By the way, in the above explanation, a case was explained in which a one-way inverter was used, but the present invention can also be applied to inverters with other configurations, such as a half-bridge lit type inverter. FIG. 8 shows a case where the present invention is applied to an inverter having a half-bridge configuration. In this discharge lamp and alpha lamp device, a diode D is connected to both ends of a DC power supply E.

D, are transistors connected in antiparallel. 9. Q.

In addition to connecting the transistors in series. , are connected to both ends of the discharge lamp la1 choke coil and the primary winding of the drive transformer CT through a commutation capacitor C0, and the voltage induced in the secondary winding of the drive transformer CT causes the transistor to Q s t Q + .

are switched alternately to convert the DC power supplied from the DC power source E into high frequency power and supply it to the discharge lamp ea. Then, in response to the voltage induced in the secondary winding of the drive transformer CT, the control circuit 1 inverts the transistor Q in the same way as the above-mentioned single-stone inverter. This controls the on-period.
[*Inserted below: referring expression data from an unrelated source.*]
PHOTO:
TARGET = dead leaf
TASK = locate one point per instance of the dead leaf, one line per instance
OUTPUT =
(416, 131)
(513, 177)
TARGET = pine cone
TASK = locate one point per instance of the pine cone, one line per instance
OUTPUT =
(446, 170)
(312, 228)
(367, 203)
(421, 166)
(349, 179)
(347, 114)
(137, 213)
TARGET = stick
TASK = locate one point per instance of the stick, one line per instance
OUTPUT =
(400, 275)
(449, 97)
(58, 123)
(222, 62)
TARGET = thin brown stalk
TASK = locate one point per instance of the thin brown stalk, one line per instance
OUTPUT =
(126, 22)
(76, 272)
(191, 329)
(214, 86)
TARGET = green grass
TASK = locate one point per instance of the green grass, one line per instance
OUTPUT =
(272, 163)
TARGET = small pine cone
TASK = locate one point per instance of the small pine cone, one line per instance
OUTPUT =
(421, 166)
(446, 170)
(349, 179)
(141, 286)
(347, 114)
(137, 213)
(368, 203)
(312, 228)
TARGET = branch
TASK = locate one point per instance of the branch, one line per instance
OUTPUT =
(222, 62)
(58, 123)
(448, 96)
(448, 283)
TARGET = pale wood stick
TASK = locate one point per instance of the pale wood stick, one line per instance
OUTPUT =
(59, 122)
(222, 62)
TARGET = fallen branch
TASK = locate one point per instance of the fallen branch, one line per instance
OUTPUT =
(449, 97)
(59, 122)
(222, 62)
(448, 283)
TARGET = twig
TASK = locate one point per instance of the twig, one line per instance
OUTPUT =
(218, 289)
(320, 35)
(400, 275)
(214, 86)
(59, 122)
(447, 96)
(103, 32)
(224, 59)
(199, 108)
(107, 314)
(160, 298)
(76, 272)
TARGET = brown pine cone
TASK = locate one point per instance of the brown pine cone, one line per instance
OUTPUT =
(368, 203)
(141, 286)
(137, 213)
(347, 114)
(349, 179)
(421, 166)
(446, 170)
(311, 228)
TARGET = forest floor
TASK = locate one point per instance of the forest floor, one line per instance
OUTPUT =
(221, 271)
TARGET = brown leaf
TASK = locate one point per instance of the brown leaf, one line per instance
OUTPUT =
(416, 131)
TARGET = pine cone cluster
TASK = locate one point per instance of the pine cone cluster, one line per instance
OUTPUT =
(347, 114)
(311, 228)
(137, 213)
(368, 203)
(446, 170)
The operation of the main parts according to the present invention has the same configuration as the circuit of FIG. 6.

[Effects of the Invention] As described above, in the present invention, since the protection circuit detects the current flowing through the various components in common, it is possible to reliably detect overcurrent flowing due to various abnormalities. Also, when this current exceeds a predetermined value, by short-circuiting both ends of the capacitor whose reference voltage is set by the charging voltage, the reference voltage is lowered to reduce the current.
By increasing the discharge speed of the capacitor, the response to abnormalities can be made faster.

Note that if the capacitor is charged via an amplifier circuit, the reference voltage of the control circuit can be kept stable even if the capacitor has a small capacity, and the speed of discharging can be increased.

[Brief explanation of drawings]

FIG. 1 is a circuit diagram of one embodiment of the present invention, FIG. 2 is an explanatory diagram of the same operation as above, FIG. 3 is a specific circuit diagram of the same as above, FIG. 4 is a circuit diagram of the main part of another embodiment, Fig. 5 is an explanatory diagram of the main parts of the above, Fig. 6 is a specific circuit diagram of the same, Figs. 7 (a) and (b) are applied circuit diagrams of the main parts of the above, and Fig. 8 is still another example. FIG. 9 is a circuit diagram of a conventional example, FIG. 10 is an explanatory diagram of the same operation as above, and FIG. #S11 is a circuit diagram of another conventional example. Q is a transistor, ia is a discharge lamp, E is a DC power supply, C
P is a comparator, C3 is a capacitor, and 1 is a control circuit.

Claims (2)

[Claims] (1) An inverter device that converts DC power supplied from a DC power source into high-frequency power by switching a switching element and supplies it to the load, and a control circuit that can control the on-period of the switching element according to the setting of the reference voltage. , the above reference voltage is set with the charging voltage of the capacitor, the current flowing through the component parts is detected at a point where the current flows in common, and when this current exceeds a predetermined value, both ends of the capacitor are short-circuited to reduce the above current. An inverter device equipped with a protection circuit that lowers the reference voltage so as to lower the reference voltage. (2) The inverter device according to claim 1, wherein the capacitor is charged via an amplifier circuit.